Charlie and Seb, Emily and Lydia’s penpals were interesting enough people, but I never felt like we got as much insight into them as the girls, largely because we only have their letters and we get other forms of documents for the girls in addition to their letters. Also, like I said earlier, I was irritated that both of them fell so spectacularly in love with their penpals so easily and then spent a lot of time flirting with Emily and Lydia, especially Seb. The girls do fall in love with them as well, but I was still annoyed at how much romance had play a part in these guys’ relationship with them.
The book was written in epistolary fashion and it worked very well. The story largely takes place in the penpal letters each of the characters send each other, as well as a couple of school notices, Lydia’s Notebook™, and Cassie’s diary.

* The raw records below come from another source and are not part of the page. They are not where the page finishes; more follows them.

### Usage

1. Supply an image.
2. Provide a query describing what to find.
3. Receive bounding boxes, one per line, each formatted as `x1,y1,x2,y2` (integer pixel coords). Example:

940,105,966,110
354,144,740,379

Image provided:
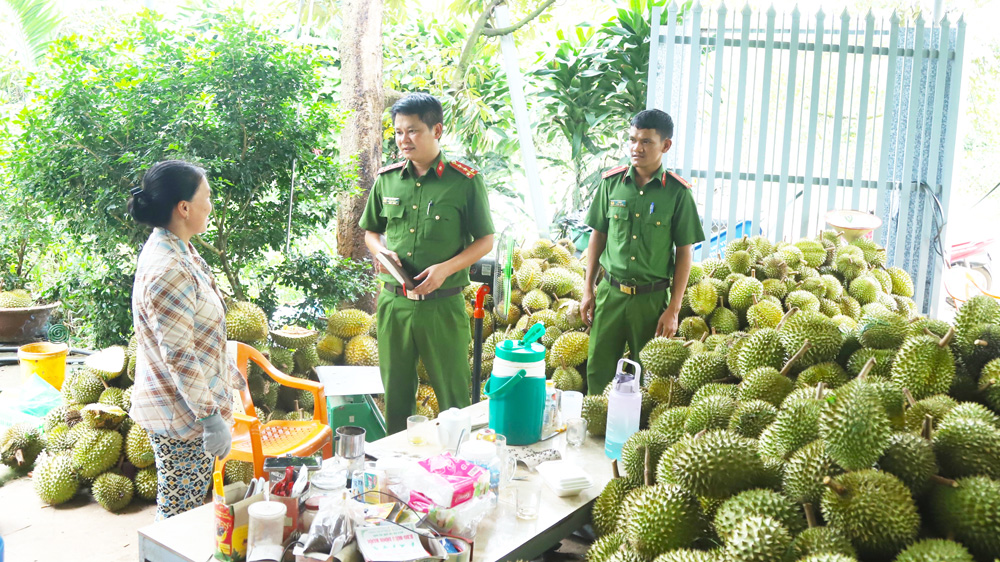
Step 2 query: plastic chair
213,336,333,495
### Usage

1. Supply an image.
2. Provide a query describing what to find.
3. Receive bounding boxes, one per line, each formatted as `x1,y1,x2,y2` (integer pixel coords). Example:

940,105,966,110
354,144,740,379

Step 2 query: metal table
139,402,612,562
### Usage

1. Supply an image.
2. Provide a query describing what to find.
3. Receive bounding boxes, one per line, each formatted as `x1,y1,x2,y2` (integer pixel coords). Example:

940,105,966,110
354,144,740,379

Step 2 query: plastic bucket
17,342,69,390
486,369,545,445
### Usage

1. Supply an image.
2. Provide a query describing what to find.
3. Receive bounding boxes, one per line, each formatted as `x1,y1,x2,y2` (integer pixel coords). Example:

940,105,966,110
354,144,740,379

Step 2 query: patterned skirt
149,433,215,521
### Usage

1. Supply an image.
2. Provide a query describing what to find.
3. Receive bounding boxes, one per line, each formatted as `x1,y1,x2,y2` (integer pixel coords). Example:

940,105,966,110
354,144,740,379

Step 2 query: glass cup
516,477,542,519
406,414,431,445
566,418,587,447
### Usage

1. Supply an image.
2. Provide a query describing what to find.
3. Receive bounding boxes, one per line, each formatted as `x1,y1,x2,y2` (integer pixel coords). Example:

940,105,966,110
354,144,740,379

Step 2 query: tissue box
405,453,490,512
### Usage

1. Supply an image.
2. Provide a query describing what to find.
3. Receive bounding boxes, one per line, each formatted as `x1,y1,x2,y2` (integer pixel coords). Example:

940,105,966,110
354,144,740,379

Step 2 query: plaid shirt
130,228,243,440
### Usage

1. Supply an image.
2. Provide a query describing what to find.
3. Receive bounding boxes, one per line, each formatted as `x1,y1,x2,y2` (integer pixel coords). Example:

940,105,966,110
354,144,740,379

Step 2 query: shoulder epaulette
378,160,406,174
667,170,691,189
448,160,479,178
601,166,628,179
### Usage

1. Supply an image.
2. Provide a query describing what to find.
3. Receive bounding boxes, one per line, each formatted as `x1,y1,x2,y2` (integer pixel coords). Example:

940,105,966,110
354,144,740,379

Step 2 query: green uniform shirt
587,165,705,285
358,153,493,289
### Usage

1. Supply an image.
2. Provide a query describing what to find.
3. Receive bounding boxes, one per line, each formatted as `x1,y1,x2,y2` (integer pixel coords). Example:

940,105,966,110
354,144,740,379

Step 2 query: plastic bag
403,453,490,512
0,375,62,428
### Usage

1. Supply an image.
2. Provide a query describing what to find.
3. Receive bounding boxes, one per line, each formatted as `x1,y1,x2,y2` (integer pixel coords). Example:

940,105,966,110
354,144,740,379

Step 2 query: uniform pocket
608,207,632,239
422,205,460,242
381,205,405,237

The pacing of the three pairs of letters helped maintain an overall narrative and tension as to what individual outcomes would be over the course of the book. Also, the book itself is divided into a few different sections, the results of which nicely mirror across communication streams.
I took a gamble on this book and I am definitely glad it paid off. Although I definitely had some issues, I truly enjoyed getting inside the heads of Lydia, Cassie, and Emily and I was glad that each of them ended up in a good place at the book’s conclusion. After doing some research online, it looks as though Jaclyn Moriarty has written a couple of other stand-alone books set in the same two schools, also written as epistolary novels. It may take a while, but it’s likely I’ll get around to reading the rest of them at some point.